'Godfather of AI' makes grim predictions for jobs in 2026

Machine Learning






The rapid progress of AI is astounding. It takes a crystal ball to determine exactly what the future holds, but the people best placed to comment on the potential impact of AI are those with deep roots in the world of AI. There are few better candidates in this field than Jeffrey Hinton, the so-called “Godfather of AI” himself. In 2024, Hinton won the Nobel Prize in Physics for his “fundamental discoveries and inventions that enable machine learning with artificial neural networks.” He is a British-born scientist working at the University of Toronto in Canada, who basically laid the foundation for machine learning models. But even he is shocked at how far things have progressed in this area.
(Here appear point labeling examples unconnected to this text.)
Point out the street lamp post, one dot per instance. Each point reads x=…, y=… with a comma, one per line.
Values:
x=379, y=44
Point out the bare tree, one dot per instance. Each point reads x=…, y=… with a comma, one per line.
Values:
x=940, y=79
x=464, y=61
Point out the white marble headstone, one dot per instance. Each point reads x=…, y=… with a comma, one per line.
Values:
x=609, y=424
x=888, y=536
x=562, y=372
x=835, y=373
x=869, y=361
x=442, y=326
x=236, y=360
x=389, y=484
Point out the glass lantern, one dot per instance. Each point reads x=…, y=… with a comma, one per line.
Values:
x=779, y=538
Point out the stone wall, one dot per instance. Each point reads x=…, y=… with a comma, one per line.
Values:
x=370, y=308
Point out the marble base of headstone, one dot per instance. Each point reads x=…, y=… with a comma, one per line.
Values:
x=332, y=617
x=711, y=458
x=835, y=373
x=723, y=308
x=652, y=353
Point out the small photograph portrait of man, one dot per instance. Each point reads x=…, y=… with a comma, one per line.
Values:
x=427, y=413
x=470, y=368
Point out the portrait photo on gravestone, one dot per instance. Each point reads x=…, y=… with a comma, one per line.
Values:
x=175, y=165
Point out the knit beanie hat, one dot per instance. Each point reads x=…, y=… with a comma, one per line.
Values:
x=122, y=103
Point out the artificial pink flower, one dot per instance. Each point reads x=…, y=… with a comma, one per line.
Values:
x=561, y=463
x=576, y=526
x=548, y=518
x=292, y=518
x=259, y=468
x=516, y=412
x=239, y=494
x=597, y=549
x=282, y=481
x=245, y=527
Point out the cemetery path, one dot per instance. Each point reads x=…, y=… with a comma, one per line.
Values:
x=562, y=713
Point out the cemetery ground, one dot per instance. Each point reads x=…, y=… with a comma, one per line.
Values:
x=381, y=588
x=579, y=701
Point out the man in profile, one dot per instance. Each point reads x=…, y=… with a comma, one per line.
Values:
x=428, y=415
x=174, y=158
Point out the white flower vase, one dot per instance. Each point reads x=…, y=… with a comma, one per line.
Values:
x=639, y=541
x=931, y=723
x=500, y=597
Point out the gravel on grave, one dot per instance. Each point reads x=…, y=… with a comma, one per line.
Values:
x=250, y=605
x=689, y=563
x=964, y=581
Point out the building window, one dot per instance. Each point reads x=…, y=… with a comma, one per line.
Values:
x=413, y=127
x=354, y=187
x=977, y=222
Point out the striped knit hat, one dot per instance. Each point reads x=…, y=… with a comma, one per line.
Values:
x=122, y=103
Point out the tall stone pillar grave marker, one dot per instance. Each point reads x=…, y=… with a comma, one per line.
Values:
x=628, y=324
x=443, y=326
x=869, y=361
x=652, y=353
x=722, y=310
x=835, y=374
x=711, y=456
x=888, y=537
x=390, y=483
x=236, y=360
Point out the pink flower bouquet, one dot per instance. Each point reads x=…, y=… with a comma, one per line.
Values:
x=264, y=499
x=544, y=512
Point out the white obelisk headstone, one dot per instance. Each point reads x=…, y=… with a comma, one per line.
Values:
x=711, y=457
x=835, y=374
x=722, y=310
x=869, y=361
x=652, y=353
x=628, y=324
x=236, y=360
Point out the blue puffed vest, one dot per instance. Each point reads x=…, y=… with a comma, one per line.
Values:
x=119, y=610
“It's going to have the ability to replace so many jobs,” the scientist said in a December 2025 interview with CNN when asked what he thought the technology would be capable of in 2026. He highlighted the fact that call center workers are already being replaced by AI, but AI is advancing in every field and becoming incredibly prominent. “Every seven months, you'll be able to perform tasks for about twice as long,” he continued. Hinton uses a coding example to suggest that “a minute's worth of coding” has grown into “an hour's worth of projects.” This advancement suggests that “in a few years it will be possible to run software engineering projects that take months, and by that time there will be very little talent needed for software engineering projects.” There are still some big problems with AI coding that seem to be getting worse, but whether they can be fixed is a big concern.

What other leaders are saying about the impact of AI on jobs

In Jeffrey Hinton's view, some designers of chatbots and other AI systems are not showing enough humility in the face of this extraordinary technology. In the same CNN interview, he said, “Initially, OpenAI was very concerned about risk, but…we gradually moved away from that risk and started focusing on profit over safety.”
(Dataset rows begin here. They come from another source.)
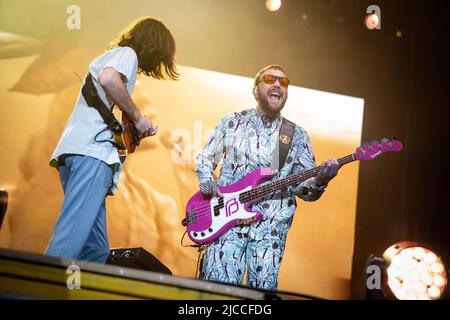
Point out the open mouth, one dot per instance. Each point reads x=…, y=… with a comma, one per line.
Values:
x=275, y=97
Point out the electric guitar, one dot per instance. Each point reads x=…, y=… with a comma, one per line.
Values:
x=208, y=219
x=127, y=138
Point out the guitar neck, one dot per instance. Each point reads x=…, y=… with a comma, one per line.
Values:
x=264, y=190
While he does have some authority on predicting what AI will look like in 2026, he is not the only authority on the subject. And not everyone in the industry exactly agrees. Others have a similarly grim outlook for the future, with Adam Doll, head of research at RethinkX, telling the Guardian in July 2025 that while “there will remain gaps in the human workforce in some sectors”, “the problem is that there aren't enough jobs to employ 4 billion people”. But in an interview with the newspaper, Do continued that this freed-up time could help humans live “meaningful, purposeful lives” and “find meaning in our relationships with friends and family and connections with our communities.”
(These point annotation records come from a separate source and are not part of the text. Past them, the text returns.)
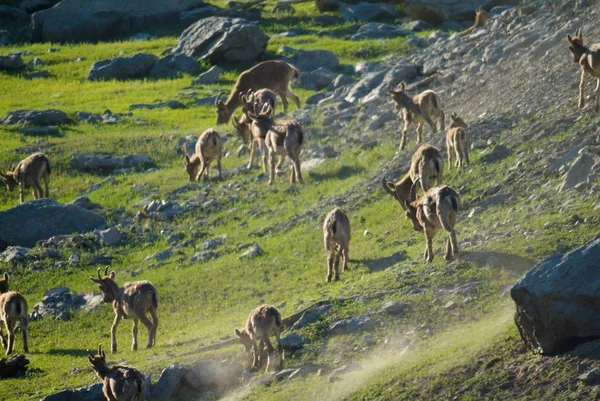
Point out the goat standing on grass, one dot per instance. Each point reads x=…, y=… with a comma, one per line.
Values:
x=273, y=74
x=336, y=236
x=119, y=383
x=588, y=58
x=208, y=148
x=284, y=137
x=426, y=166
x=13, y=309
x=436, y=209
x=421, y=109
x=457, y=142
x=132, y=301
x=28, y=174
x=262, y=322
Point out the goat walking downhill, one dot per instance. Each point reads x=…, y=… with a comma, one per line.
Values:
x=132, y=301
x=336, y=237
x=421, y=109
x=119, y=383
x=262, y=322
x=28, y=174
x=457, y=142
x=13, y=310
x=208, y=148
x=588, y=58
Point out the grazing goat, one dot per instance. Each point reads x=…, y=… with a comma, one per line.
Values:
x=262, y=322
x=208, y=148
x=588, y=58
x=13, y=309
x=119, y=383
x=336, y=236
x=284, y=137
x=481, y=18
x=426, y=165
x=420, y=109
x=28, y=174
x=436, y=209
x=273, y=74
x=457, y=142
x=132, y=301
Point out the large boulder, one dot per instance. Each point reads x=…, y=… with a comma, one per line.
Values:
x=438, y=11
x=35, y=117
x=558, y=301
x=99, y=163
x=121, y=68
x=220, y=39
x=30, y=222
x=83, y=20
x=11, y=62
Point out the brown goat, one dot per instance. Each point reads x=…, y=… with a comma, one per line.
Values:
x=457, y=142
x=436, y=209
x=481, y=18
x=336, y=237
x=273, y=74
x=13, y=310
x=208, y=148
x=426, y=165
x=132, y=301
x=284, y=137
x=588, y=58
x=262, y=322
x=28, y=174
x=420, y=109
x=119, y=383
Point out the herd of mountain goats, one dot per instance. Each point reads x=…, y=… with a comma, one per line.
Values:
x=256, y=93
Sam Altman, OpenAI CEO and one of the best-known figures in the global AI world, said he believes the job market will change significantly. In a May 2025 interview with Bloomberg, he said he expects AI to change some jobs and take away others, but it will also “create a lot of new jobs.” For example, with AI being able to help design CPUs, we don't know how far this technology will ultimately go.

AI may be further integrated in certain areas

Jeffrey Hinton highlighted coding as an area where AI is rapidly advancing. This means that AI has the potential to replace experts in the field. Of course, that's not the only field. In August 2025, Microsoft published a report examining the impact of AI and predicting which areas will be most affected. According to research, these were interpreters and translators, historians, and passenger crew.

However, Microsoft noted that this does not necessarily mean these areas are at the highest risk of being taken over by AI. A post by the researchers on the Microsoft Research Blog reminded readers that they “clearly cautioned in the paper not to use the findings to reach their conclusions.” The researchers investigated how people use AI tools, specifically by looking at which activities are most frequently assigned to more than 200,000 “anonymized and privacy-protected conversations” in Microsoft Bing Copilot. They combined this data with an AI applicability score they assigned to each occupation based on the types of tasks each required.

According to Microsoft, the idea was to determine areas where AI chatbots could be more important or supported. Some may point to an alarming pattern of losses that have already occurred, but as Martha Gimbel, executive director of the Yale Budget Lab, said on the BBC in October 2025, “The inclusion of the phrase AI in this conversation makes people feel very different… So far, what I've seen looks different than the typical pattern of corporate hiring and firing, especially at this point in the economic cycle.”